Israel

Locals: Kiryat Malachi discrimination against Ethiopian Israelis overblown

On a JFSA mission in 2006, Deborah Kay visits a Kiryat Malachi program for Ethiopian mothers and children

Thousands of protesters demonstrated in Jerusalem Jan. 18 against racism and discrimination toward Ethiopians in Israel.

Some 5,000 protesters marched in front of the Knesset before proceeding to Zion Square for a rally. They carried signs reading “Blacks and Whites — We’re all Equal,” “Social Justice” and “Stop racism.”

One protest organizer, college student Mulet Araro, 26, began walking Jan. 18 from his southern Israel home in Kiryat Malachi to meet the protesters in Jerusalem.

The protest came a week after hundreds of Israelis of Ethiopian descent and their supporters demonstrated in Kiryat Malachi against housing discrimination. A Kiryat Malachi neighborhood council reportedly signed residents to a contract committing that they would not rent or sell to Ethiopian Israelis.

“No such documents have ever been produced,” says Dina Tanners, a member of the TIPS (Tucson, Israel, Phoenix, Seattle) partnership from Seattle who, along with other committee members, spoke to several Kiryat Malachi residents last week. Dvora Attal, a member of the TIPS steering committee who lives near the buildings in question, reported that two people told the Israeli media they would never sell to Ethiopian Israelis, but no one else has publicly agreed with them.

“In truth, three Ethiopian Israeli families live in those buildings,” Tanners said in an e-mail, adding that former mayor of Kiryat Malachi Moshe “Shimi” Shimon, who lives in one of the buildings and runs a nonprofit program for the handicapped, “would never condone such discrimination.”

“Unfortunately, it looks like the media has shaped the news and has definitely harmed the reputation of Kiryat Malachi,” says Tanners.

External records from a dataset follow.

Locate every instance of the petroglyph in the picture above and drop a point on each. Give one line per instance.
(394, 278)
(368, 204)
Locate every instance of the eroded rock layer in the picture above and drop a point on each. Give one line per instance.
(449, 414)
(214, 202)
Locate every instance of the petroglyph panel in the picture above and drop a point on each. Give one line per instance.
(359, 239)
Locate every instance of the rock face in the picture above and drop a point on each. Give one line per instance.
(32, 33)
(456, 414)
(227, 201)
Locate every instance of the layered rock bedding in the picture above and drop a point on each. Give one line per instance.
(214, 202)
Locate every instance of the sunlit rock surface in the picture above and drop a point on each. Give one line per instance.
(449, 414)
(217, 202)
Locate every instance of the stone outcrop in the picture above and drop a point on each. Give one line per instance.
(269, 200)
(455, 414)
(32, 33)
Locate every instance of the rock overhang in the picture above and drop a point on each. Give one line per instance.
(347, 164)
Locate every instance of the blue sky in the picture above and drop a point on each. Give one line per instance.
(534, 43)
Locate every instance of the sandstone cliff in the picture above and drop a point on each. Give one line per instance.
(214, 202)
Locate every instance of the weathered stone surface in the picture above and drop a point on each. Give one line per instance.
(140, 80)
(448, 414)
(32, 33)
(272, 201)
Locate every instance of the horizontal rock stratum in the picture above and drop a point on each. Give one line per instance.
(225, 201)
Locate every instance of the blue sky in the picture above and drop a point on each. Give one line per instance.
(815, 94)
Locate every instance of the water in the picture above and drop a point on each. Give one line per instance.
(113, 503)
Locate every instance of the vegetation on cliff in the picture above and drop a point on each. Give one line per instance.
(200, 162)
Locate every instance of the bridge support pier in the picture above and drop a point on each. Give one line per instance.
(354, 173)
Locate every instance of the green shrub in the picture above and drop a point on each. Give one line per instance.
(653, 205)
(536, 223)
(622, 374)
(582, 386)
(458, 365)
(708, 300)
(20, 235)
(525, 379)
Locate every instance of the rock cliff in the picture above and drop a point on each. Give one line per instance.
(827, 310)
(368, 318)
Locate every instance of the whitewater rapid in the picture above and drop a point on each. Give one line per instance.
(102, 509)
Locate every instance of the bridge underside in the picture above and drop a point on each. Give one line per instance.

According to the Kiryat Malachi residents she spoke with, at a recent rally in the city in support of the rights of Ethiopian Israelis attended by “over 500 people of all colors,” media representatives refused to photograph a mixed-race group of teenage girls, saying they just wanted photos of the Ethiopians.

Earlier this month, she added, the city of Kiryat Malachi held a special program honoring its Ethiopian Israeli residents who had arrived via Operation Solomon. “A representative of the Ministry of Absorption spoke and said that Kiryat Malachi could be an example for all the country of how to absorb new immigrants from Ethiopia,” she says.

The focus of the demonstrations “is now widening and people are talking about this as a struggle for justice and a better society for Israel,” says Tanners. “The discussion is definitely good, but the way it began, based on the faulty information of two very biased people, was unfortunate.”

In an e-mail, Ira Kerem, the TIPS representative in Israel, said “while there is much goodwill” between veteran Kiryat Malachi residents and Ethiopian immigrants, prejudice does exist. The partnership, he says, hopes to work with Ethiopian leaders and municipal authorities to “promote mutual respect and understanding.”

“The Jewish Federation of Southern Arizona,” he notes, ìhas been the leading federation in funding programs to assist and empower the Ethiopian population in Kiryat Malachi. One simple program that provides the local welfare department with an experienced Ethiopian family and youth counselor has resulted in the saving of marriages and even lives. The Ethiopian community owes a debt of thanks to the Jewish community of Tucson. Together we will investigate how we can continue to improve the situation in Kiryat Malachi.”

AJP Executive Editor Phyllis Braun contributed to this article from JTA.